The Lung Allocation Score system has been successful. Deaths on the waiting list have decreased by 40 percent, and the number of lung transplants has increased as surgeons have offered lungs to patients with high scores who were in dire need, rather than to patients who were well enough to continue waiting for the “perfect” donor. Unfortunately, lungs, like many other organs, are still offered locally first, even though wider geographic sharing would reduce wait-list deaths even more.

The sad truth is that there aren’t nearly enough lungs to transplant into all patients with end-stage lung disease at every age. Directed donation isn’t a good answer. Giving a lung to Sarah Murnaghan preferentially denies a transplant to another candidate who also may die waiting.

For some children, two living adults can each donate a lower lobe (half a lung), which function as two lungs in a small recipient. The new lung allocation system made this operation almost obsolete, because if children 12 and older become sicker, their score increases, and they receive lung offers. Living lobe transplants might be an option for Sarah.

There is another solution on the horizon. My lab at the University of North Carolina has pioneered the idea that lungs might be suitable for transplant even if retrieved after death from so-called “non-heart-beating donors.” These are people who have died of cardiac arrest outside the hospital or in the emergency room; circulation has stopped for a period of time (conventional organ donors have been on a ventilator before brain death and organ retrieval).

Our idea is based on the notion that, unlike all other organs that are transplanted, lungs get oxygen from the air inside them, not from blood flow. Use of lungs from these donors requires a huge change in the approach to sudden death by emergency medical services, medical examiners, law enforcement and organ procurement organizations. But because victims of sudden death have not been brain-dead and ventilated for days, their donated lungs may actually be healthier for transplant than lungs from conventional organ donors.

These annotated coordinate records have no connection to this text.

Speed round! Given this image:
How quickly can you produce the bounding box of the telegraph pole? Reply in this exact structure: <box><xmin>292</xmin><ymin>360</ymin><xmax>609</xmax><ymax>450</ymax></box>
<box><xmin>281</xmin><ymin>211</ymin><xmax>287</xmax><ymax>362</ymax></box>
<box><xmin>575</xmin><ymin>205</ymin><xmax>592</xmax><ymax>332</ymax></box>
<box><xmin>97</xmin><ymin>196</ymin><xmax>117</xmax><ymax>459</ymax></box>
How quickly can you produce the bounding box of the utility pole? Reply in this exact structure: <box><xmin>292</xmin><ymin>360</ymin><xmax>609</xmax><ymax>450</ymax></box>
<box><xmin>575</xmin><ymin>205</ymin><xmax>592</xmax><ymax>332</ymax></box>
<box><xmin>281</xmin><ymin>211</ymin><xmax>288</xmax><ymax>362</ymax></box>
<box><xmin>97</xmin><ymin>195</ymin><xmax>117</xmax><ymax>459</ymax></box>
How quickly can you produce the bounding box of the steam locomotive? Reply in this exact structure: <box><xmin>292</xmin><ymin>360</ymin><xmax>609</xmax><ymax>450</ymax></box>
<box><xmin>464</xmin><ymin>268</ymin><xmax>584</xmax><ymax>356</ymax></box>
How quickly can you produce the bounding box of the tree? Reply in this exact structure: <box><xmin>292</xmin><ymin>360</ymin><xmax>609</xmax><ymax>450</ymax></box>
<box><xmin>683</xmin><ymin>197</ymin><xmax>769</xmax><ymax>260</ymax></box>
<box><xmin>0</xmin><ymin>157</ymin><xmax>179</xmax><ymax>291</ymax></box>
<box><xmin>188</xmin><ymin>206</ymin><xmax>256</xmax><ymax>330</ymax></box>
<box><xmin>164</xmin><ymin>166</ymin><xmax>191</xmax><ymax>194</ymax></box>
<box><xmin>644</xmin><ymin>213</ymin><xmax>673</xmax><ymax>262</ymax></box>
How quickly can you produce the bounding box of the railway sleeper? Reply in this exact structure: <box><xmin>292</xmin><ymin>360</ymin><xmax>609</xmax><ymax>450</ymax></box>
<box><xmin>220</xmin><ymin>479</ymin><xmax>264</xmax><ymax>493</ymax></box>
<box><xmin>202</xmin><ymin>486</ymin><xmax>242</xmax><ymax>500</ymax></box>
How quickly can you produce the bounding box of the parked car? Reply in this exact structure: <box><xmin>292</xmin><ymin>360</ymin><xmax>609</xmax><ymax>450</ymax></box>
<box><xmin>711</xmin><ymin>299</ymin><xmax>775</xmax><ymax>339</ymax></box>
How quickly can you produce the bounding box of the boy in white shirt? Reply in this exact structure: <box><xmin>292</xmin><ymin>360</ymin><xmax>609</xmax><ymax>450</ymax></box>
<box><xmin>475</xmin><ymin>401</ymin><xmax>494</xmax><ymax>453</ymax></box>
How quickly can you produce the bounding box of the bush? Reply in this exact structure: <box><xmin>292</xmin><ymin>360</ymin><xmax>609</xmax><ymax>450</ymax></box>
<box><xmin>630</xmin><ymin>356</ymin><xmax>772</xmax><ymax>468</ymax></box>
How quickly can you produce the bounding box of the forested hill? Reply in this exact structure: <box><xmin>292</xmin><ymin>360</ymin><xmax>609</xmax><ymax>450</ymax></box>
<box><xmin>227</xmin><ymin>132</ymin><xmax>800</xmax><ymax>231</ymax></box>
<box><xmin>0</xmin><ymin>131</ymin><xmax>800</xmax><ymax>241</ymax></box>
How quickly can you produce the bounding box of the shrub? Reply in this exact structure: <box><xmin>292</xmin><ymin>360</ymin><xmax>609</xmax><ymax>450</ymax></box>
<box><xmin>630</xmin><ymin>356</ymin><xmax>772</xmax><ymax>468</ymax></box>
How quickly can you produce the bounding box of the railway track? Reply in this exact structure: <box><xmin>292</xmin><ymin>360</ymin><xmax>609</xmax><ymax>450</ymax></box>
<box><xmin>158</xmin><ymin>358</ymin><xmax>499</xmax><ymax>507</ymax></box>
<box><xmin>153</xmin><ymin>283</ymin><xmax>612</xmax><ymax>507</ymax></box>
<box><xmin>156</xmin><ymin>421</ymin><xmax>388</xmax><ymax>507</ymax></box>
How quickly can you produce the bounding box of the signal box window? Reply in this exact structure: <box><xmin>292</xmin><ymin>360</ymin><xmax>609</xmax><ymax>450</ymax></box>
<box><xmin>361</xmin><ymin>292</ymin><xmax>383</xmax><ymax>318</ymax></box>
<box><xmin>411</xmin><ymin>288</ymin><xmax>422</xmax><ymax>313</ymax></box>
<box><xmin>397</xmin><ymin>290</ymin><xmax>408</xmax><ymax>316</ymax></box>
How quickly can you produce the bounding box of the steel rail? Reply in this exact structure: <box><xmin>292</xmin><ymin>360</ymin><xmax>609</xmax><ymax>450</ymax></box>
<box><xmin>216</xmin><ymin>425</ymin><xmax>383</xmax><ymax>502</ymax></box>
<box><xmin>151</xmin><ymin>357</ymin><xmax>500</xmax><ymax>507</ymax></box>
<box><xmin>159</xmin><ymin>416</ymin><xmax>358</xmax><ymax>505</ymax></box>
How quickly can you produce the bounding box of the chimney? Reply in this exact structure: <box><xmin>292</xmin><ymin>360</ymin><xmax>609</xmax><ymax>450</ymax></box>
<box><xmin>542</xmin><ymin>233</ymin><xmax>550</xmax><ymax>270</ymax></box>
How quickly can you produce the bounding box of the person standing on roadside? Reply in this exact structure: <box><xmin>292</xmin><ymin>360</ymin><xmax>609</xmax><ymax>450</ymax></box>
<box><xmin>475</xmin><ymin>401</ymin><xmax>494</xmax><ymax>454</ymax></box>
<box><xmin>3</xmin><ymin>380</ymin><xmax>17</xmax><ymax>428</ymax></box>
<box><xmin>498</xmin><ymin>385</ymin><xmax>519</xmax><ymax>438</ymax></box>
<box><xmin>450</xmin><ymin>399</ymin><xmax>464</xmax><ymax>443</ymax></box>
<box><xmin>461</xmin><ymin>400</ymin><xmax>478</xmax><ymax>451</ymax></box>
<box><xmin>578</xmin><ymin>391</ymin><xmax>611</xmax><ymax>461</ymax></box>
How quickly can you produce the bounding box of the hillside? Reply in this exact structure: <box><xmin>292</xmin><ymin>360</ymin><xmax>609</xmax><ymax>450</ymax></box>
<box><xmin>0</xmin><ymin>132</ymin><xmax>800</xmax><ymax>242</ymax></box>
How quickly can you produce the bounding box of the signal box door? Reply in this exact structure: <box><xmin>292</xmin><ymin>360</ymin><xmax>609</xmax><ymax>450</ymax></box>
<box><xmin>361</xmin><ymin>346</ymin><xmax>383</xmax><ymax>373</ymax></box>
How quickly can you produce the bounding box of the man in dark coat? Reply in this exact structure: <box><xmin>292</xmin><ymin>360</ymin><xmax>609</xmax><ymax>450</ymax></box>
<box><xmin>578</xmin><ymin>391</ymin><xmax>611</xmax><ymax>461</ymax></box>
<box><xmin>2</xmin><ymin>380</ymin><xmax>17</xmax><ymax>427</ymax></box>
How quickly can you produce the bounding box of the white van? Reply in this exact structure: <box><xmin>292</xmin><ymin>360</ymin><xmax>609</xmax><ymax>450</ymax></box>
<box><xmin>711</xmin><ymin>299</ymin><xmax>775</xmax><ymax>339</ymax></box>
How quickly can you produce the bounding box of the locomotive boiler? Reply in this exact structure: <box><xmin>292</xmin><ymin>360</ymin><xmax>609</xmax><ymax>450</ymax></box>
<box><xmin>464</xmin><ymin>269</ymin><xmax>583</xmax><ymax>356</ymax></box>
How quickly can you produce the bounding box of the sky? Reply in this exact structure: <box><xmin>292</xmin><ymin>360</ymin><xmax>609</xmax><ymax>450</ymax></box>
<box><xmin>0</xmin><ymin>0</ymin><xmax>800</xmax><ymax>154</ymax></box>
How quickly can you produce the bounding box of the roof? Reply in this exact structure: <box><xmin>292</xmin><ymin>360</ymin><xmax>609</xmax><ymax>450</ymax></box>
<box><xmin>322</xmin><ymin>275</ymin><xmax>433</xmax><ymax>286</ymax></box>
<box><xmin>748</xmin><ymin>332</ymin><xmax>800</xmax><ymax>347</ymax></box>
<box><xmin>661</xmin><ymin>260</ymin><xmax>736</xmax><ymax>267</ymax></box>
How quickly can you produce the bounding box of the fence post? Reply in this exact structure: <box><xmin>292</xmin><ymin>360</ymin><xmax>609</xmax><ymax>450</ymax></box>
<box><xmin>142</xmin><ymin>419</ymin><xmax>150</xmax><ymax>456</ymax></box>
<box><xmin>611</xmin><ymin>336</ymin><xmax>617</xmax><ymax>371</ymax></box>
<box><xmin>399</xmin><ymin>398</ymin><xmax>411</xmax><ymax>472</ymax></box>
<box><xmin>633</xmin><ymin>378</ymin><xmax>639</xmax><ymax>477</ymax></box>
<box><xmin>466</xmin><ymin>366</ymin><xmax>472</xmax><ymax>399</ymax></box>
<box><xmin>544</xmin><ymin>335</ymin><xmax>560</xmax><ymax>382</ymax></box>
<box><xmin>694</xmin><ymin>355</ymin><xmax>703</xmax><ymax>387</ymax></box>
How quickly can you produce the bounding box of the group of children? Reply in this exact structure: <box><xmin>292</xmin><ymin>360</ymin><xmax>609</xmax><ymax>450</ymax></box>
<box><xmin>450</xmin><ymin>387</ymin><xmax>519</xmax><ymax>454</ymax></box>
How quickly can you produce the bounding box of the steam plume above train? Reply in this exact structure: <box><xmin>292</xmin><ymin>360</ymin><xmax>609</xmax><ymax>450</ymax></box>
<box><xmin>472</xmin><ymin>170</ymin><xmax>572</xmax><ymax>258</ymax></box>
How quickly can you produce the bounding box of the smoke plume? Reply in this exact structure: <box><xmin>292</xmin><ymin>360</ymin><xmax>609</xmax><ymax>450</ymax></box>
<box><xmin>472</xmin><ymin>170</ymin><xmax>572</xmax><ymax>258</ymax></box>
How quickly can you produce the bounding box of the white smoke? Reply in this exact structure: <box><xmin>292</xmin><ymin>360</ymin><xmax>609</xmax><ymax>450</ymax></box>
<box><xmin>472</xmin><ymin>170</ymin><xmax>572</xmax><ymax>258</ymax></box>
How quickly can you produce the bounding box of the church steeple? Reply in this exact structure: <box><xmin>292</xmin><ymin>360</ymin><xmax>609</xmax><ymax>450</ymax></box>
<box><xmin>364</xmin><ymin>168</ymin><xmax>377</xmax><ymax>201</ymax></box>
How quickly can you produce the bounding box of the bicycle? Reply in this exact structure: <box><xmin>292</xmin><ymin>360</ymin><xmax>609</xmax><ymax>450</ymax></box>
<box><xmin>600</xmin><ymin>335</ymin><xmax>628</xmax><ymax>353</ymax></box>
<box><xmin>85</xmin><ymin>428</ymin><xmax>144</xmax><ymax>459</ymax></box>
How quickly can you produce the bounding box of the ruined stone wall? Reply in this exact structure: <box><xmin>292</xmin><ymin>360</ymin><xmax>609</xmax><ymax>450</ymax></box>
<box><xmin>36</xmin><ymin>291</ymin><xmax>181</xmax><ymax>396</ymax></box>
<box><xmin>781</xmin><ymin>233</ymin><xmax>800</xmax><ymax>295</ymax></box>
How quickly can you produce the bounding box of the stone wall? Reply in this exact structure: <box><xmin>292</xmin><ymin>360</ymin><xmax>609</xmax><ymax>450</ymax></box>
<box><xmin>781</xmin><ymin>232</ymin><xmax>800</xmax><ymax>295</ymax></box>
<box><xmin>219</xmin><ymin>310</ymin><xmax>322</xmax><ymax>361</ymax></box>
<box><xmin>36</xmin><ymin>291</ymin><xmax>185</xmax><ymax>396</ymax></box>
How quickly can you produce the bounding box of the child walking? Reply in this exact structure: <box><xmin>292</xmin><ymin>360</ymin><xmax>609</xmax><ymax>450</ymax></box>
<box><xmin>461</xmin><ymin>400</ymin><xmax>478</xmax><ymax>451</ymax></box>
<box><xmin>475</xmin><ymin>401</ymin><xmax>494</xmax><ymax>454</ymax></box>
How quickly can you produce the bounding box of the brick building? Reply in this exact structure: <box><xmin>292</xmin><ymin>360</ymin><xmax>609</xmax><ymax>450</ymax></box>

Our UNC group submitted a proposal to the National Institutes of Health to perform this research in North Carolina. We have FDA and UNC Institutional Review Board approval to offer these “non-heart-beating donor” lungs judged suitable for transplant to patients who consent to participate in a clinical trial. But funding has been delayed because of sequestration. We hope to start this project soon; if several transplants are successful, then we will plan a multi-center study to show that the practice is safe. Then there will be many thousands more lungs to transplant into patients who need them.

In the meantime, members of the transplant community are expected to have the wisdom of Solomon in allocating too few organs. What can you do? Sign an organ donation card, and tell your loved ones that you want to be a donor.

Dr. Thomas M. Egan is professor of cardiothoracic surgery at the University of North Carolina at Chapel Hill.